Chitin in BSFL meal is a non-digestible fiber that may negatively influence liver metabolism and function. Previous studies have indicated that replacing fish meals with defatted BSFL meals in aquaculture feed induces liver inflammation in fish [29]. In the present study, the BSFL diet showed no adverse effects on liver function-related enzymes (ALP, GGT, GOT, and GGT), which is concordant with the finding that a defatted BSFL diet did not induce liver damage in Muscovy ducks [30]. In addition, although the BSFL meal used as the fish meal substitute contained approximately 6.5% crude ash, which was less than the crude ash in the fish meal (19.1%), it did not affect the serum mineral metabolism in terms of Ca, Mg, and IP. This result may be contextualized by the findings of other studies [31,32,33]. The non-significant differences in serum HDL-c and T-cho levels supported the finding that the BSFL diet did not affect hepatic lipid metabolism. In addition, comparable serum IgG and TNF-α levels indicated that the BSFL diet did not induce inflammation.
Studies have indicated that BSFL meal used as a soybean meal alternative in poultry feed can modify enzymatic activities in laying hens [34]. The current study demonstrated significantly increased ileal maltase activity in the 3% BFSL meal diet group than that in the 1.5% BFSL meal diet group; however, the change was not significant compared to that in the control diet group. This result contradicts the finding that the BSFL meal substitution for soybean meal in the diet modifies the ileal maltase activity [35], which could be attributed to the different amounts of BSFL meal supplements and various nutritional compositions of the BSFL meals. Nevertheless, the effects of BSFL on intestinal disaccharidase activity require further investigation.
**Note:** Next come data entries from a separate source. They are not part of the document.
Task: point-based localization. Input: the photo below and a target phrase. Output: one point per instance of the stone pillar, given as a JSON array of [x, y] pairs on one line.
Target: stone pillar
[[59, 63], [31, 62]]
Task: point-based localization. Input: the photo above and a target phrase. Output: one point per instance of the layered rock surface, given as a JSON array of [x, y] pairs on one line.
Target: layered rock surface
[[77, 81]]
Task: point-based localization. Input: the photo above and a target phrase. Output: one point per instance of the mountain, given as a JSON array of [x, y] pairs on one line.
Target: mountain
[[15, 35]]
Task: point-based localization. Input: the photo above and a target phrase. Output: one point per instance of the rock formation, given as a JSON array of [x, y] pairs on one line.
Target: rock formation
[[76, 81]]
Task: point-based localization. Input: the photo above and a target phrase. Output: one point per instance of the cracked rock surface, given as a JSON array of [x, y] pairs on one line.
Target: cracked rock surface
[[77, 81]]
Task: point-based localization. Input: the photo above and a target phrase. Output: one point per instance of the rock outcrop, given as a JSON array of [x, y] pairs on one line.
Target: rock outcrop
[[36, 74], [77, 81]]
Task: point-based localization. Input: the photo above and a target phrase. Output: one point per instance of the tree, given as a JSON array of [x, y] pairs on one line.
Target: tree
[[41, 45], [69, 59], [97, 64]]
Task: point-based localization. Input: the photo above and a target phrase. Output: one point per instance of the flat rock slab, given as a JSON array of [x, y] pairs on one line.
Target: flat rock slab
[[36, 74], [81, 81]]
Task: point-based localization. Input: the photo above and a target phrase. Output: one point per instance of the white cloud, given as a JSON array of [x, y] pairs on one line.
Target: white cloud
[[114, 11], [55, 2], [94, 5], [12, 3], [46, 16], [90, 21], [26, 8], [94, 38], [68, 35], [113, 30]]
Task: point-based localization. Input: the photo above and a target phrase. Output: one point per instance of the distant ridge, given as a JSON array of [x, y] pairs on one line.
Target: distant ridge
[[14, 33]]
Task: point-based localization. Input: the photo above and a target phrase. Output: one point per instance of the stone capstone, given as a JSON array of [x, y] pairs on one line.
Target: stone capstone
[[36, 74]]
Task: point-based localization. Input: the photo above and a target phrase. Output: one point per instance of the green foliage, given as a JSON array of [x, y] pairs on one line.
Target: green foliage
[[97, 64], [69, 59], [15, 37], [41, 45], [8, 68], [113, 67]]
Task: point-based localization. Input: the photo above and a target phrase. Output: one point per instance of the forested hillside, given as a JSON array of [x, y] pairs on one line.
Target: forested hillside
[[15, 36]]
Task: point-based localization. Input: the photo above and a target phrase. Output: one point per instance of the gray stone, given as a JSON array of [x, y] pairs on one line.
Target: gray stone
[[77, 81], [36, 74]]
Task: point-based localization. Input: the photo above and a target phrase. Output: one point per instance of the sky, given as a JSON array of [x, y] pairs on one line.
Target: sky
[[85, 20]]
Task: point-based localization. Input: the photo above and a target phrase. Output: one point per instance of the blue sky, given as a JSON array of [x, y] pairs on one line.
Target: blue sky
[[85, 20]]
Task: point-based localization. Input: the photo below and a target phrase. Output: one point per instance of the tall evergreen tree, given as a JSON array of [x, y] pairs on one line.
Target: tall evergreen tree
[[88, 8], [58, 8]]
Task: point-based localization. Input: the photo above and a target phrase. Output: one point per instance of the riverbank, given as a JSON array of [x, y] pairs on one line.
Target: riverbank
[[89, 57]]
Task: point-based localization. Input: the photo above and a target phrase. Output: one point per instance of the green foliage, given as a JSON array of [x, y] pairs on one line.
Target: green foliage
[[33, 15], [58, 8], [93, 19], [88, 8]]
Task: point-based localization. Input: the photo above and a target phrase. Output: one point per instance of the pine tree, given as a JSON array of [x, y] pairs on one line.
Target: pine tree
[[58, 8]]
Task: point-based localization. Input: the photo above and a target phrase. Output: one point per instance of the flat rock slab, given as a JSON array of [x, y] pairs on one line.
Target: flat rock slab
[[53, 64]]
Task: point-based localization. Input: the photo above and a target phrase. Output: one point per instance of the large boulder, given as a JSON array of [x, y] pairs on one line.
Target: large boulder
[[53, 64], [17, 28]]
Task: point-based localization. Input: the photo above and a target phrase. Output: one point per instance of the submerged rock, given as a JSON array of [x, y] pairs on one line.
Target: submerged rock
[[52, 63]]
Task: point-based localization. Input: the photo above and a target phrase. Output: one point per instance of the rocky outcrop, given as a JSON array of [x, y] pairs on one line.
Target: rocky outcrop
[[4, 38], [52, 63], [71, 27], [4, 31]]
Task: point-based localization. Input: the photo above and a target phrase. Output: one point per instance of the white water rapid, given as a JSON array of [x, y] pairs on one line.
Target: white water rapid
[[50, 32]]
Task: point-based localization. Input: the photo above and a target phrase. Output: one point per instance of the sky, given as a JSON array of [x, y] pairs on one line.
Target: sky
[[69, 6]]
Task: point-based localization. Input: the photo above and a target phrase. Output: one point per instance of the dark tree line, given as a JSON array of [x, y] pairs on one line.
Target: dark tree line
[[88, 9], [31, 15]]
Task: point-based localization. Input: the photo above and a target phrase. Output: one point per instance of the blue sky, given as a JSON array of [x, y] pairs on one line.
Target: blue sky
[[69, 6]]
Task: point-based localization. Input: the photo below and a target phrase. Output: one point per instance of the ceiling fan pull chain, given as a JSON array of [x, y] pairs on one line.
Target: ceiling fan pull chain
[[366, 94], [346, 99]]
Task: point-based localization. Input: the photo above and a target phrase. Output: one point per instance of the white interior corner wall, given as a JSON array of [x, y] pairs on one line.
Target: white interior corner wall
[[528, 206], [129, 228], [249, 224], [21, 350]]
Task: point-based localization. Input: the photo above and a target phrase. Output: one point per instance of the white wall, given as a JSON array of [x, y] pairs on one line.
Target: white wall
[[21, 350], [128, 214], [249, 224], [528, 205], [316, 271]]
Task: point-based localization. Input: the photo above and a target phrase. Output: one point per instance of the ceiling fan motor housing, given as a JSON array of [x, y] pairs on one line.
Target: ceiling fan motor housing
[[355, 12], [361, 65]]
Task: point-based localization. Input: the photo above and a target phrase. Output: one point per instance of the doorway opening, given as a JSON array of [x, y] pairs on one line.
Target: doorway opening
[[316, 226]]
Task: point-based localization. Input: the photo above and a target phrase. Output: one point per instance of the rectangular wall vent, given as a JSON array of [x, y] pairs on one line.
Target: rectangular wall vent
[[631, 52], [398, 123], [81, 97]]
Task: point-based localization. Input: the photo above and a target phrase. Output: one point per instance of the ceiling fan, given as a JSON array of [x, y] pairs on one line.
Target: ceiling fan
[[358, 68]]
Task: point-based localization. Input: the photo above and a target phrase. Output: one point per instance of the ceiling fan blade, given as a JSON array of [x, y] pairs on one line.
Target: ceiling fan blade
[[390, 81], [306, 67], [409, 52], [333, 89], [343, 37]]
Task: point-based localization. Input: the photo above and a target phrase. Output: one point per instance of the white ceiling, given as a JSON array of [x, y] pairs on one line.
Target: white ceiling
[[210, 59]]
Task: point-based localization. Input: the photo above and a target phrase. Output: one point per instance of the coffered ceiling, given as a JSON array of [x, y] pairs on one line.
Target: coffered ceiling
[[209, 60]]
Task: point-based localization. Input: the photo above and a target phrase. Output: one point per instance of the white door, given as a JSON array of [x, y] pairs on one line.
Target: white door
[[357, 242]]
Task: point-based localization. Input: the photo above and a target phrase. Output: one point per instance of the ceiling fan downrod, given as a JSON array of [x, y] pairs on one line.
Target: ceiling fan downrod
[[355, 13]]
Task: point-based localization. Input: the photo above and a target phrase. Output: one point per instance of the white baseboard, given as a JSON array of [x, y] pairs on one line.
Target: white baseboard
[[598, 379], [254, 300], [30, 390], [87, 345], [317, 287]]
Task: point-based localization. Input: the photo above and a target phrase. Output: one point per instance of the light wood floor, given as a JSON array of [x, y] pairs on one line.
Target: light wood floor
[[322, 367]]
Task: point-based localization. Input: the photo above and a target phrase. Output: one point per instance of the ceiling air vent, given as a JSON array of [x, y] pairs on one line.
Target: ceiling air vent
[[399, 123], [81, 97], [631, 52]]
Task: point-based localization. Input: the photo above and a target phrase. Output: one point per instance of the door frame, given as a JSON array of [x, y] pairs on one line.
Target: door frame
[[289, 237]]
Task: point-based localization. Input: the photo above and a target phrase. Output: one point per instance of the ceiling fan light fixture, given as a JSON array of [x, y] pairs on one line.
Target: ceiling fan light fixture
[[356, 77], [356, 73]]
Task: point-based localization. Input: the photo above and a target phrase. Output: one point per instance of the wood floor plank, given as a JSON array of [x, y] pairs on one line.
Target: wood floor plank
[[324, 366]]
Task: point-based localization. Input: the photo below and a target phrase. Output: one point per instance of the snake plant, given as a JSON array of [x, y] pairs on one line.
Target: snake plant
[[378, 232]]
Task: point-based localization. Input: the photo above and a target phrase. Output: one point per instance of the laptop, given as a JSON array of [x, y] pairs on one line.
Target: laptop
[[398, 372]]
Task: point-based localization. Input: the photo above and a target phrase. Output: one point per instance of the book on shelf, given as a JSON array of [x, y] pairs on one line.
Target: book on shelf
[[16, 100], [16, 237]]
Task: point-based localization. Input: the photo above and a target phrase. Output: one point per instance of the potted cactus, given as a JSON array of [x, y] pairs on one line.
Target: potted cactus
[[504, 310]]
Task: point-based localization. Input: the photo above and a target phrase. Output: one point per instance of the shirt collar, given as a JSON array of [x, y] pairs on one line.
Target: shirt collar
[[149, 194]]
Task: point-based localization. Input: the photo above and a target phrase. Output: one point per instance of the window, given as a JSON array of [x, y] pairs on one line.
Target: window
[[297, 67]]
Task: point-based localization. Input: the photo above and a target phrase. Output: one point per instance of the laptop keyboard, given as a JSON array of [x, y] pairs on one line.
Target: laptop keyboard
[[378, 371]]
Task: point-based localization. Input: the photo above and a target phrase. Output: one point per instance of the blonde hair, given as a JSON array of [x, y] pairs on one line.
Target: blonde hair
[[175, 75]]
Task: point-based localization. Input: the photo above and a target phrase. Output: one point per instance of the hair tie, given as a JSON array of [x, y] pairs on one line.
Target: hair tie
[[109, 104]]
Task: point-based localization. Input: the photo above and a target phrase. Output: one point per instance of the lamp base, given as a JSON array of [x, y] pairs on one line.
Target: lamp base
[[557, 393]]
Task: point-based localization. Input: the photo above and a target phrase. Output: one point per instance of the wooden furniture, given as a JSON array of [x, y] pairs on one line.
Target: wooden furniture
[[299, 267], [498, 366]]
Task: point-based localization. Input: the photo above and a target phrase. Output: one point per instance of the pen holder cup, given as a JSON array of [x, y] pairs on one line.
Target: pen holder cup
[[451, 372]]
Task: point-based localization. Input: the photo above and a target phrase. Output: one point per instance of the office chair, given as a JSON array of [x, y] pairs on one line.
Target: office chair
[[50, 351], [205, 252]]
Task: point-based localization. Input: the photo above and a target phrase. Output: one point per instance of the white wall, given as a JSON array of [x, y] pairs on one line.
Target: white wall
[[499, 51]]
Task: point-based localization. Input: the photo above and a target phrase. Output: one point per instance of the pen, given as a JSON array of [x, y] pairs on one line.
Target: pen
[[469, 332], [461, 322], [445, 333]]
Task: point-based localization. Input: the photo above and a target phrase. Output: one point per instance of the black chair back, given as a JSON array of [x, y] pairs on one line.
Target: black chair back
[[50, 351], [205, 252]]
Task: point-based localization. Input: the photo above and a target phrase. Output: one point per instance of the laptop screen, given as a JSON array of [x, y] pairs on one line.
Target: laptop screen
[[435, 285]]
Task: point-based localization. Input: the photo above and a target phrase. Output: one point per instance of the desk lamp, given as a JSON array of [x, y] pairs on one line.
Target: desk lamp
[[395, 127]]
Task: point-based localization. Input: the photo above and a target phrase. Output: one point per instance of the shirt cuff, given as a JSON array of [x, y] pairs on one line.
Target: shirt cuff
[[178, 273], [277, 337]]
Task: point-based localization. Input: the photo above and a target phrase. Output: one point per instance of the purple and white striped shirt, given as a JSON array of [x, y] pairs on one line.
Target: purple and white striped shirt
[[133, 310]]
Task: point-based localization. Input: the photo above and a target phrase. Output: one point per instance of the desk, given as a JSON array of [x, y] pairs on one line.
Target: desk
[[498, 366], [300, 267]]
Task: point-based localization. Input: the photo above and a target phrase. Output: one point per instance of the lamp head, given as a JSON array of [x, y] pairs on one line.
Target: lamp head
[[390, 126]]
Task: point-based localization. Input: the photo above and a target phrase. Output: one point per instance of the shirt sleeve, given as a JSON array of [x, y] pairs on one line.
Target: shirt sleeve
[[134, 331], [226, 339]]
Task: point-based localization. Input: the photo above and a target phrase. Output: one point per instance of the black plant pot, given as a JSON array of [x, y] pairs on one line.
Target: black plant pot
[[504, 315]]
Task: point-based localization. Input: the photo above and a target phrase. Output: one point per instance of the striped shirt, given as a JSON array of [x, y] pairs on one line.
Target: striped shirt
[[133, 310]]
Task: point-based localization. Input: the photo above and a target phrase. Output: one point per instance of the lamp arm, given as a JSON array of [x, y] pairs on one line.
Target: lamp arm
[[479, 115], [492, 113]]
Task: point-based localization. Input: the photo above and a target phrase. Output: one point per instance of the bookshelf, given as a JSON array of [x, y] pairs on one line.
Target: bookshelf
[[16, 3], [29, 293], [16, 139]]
The intestinal villi and crypts are unique structures that contribute to the digestibility and immune response of the host. Replacing fish meal with BSFL meal did not affect the intestinal traits, such as villus height, crypt depth, or villi-to-crypt ratio in the duodenum, jejunum, and ileum. Similar findings have been reported in a previous study that substituted soybean meal in poultry feed with BSFL meal [14]. Bovera et al. [36] indicated that the amount of chitin in insect meals could contribute to the intestinal development of poultry by affecting protein digestibility and, therefore, reducing dry matter digestion. In this study, fat and chitin from the BSFL meal were removed partially; therefore, we speculate that they may contribute to the intestinal development of the laying hens. In addition, the incorporation of BSFL meal into diet did not affect goblet cell density in laying hens, which is consistent with previous findings that a 5% dietary BSFL diet had no effect on mucins staining density [16].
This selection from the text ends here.